En corollaire, la décorrélation entre les résultats obtenus par les enseignants et leur carrière. Les enseignants sont-ils seulement conscients des résultats qu'ils obtiennent ? Pour exprimer le diagnostic à la mode systémique : il manque un "feed-back" ;)
L'intervention des parents dans la vie des établissements. C'est bien connu, ils ont tous enfanté des génies et si leurs enfants ne réussissent pas, c'est évidemment à cause des enseignants.
La suppression systématique des redoublements, sous la pression à la fois de l'administration et des parents des dits génies par voie de recours.
La suppression des devoirs à la maison en primaire.
L'absence de structures adaptées aux cas particuliers (caractériels, cas sociaux, handicapés intellectuels légers), et/ou leur non prise en compte dans les effectifs avec un coefficient adequat lorsqu'ils sont intégrés dans les cycles normaux.

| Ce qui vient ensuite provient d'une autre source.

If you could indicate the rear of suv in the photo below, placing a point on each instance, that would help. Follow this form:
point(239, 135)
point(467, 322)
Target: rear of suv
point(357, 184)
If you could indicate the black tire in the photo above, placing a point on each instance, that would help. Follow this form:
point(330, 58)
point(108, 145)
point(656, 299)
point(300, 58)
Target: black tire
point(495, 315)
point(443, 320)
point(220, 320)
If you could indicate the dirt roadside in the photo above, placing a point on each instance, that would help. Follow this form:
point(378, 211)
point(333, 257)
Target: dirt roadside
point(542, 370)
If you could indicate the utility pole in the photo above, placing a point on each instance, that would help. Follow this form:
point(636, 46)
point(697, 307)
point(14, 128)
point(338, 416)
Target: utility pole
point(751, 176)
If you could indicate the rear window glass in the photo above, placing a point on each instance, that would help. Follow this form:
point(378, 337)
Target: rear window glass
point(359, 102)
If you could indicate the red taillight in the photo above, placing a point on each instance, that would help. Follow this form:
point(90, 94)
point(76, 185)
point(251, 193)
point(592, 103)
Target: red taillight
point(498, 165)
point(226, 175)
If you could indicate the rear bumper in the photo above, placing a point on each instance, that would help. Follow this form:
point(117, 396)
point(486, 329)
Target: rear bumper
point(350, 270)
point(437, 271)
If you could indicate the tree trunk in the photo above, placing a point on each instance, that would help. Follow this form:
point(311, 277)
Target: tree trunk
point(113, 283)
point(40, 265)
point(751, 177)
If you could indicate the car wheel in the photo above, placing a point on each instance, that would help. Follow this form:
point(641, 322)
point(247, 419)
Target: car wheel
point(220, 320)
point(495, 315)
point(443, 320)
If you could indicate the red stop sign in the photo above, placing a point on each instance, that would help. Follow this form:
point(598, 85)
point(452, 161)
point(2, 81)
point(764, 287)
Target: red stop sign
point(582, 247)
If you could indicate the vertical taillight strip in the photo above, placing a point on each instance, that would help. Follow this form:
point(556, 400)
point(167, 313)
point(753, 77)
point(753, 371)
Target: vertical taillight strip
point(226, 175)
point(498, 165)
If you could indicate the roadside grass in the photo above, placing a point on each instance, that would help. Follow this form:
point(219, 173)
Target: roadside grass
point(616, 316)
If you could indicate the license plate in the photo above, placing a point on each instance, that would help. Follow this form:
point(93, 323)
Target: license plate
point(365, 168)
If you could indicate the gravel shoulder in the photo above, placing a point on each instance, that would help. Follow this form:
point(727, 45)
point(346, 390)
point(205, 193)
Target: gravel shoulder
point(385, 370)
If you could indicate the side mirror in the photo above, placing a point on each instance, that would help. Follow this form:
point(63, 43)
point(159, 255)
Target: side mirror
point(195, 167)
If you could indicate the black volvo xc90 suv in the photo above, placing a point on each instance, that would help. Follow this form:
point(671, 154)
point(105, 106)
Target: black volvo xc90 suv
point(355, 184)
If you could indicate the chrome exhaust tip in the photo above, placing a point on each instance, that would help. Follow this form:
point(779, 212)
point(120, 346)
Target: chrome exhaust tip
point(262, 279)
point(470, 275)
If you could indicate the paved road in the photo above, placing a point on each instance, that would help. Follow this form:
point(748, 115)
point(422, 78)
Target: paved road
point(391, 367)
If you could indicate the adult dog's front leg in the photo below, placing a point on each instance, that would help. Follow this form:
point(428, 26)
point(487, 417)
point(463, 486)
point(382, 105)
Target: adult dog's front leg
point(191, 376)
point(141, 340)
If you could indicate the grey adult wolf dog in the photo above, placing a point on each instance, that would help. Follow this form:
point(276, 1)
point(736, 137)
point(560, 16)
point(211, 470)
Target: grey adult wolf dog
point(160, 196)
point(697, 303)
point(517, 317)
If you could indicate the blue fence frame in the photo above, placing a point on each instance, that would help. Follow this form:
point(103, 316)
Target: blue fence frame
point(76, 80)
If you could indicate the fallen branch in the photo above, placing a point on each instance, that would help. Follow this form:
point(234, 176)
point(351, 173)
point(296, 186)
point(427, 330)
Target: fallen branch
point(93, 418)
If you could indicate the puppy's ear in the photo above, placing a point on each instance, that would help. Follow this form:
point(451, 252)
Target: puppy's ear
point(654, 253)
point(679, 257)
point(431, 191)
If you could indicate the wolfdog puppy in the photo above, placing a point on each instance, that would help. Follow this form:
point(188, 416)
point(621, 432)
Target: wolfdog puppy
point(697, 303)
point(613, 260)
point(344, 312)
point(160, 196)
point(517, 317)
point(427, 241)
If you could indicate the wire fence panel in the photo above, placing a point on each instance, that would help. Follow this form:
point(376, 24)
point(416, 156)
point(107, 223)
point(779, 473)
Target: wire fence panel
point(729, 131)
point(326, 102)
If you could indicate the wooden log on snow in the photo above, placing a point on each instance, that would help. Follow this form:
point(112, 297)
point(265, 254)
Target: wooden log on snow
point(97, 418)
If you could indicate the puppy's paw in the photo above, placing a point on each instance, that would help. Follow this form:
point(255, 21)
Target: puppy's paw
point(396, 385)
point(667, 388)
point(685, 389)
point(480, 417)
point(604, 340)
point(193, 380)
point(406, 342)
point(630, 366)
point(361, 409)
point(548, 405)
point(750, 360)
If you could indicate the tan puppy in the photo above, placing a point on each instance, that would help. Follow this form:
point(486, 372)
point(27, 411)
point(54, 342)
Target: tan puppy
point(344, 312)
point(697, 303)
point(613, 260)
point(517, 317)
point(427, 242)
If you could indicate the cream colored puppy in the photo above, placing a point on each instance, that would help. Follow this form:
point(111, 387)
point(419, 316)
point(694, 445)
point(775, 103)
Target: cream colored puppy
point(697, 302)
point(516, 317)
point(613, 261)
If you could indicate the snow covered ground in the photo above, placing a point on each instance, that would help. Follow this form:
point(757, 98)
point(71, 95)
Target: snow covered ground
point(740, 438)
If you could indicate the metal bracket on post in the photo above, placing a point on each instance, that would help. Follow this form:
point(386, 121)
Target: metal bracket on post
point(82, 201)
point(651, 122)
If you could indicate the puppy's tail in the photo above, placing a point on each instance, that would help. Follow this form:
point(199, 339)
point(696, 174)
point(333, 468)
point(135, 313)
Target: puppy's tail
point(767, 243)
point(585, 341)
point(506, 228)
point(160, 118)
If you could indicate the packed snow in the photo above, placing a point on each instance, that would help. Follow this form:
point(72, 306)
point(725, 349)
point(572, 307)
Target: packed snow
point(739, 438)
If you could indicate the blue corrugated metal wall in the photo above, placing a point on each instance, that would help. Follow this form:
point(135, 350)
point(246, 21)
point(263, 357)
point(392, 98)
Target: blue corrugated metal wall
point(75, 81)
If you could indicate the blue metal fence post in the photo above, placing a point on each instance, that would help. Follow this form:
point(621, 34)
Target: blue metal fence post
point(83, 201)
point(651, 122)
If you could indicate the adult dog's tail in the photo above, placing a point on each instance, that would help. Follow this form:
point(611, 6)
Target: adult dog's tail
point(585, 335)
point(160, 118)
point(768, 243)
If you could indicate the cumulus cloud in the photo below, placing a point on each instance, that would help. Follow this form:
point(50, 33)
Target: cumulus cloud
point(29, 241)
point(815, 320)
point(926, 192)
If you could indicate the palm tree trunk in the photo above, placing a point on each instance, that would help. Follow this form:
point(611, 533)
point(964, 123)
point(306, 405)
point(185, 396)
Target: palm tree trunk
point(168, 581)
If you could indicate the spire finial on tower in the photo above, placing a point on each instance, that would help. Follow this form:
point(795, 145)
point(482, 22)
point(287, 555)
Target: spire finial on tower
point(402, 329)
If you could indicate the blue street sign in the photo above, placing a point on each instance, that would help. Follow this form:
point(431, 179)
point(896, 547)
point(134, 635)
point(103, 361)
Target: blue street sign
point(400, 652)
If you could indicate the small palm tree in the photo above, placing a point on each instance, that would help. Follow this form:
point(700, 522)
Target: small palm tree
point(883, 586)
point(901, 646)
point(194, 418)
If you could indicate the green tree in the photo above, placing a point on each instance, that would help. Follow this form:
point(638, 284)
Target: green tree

La difficulté de scolariser, avec un corps enseignant fortement féminisé, des garçons issus de cultures dans lesquelles le sexe féminin ne peut prétendre avoir de l'autorité sur le sexe masculin.
A la racine du problème, LE PLAN LANGEVIN-WALLON, fortement teinté d'idéologie politique, postulait que tous les enfants sont égaux et doivent être éduqués dans le même moule jusqu'à 14 ans. On a mis un demi-siècle pour arriver à son application. On voit maintenant le résultat !
En conséquence de ce désastre, les familles qui ont compris les enjeux et savent que l'éducation de leurs enfants est de leur ressort autant que de celui de l'école, mettent la pression là où il le faut (devoirs, cahiers de vacances, leçons particulières, suppression de la télé, motivation à la lecture, récompenses et punitions, etc.).
On en est revenu au moyen âge, où seuls ceux qui étaient riches et/ou instruits pouvaient prétendre à voir leurs enfants devenir riches et/ou instruits. Jules Ferry doit s'en retourner dans sa tombe !
Merci à MM Langevin, Vallon, et tous leurs zélés successeurs, syndicats d'enseignants en tête ! Qui veut faire l'ange fait la bête, écrivait Pascal.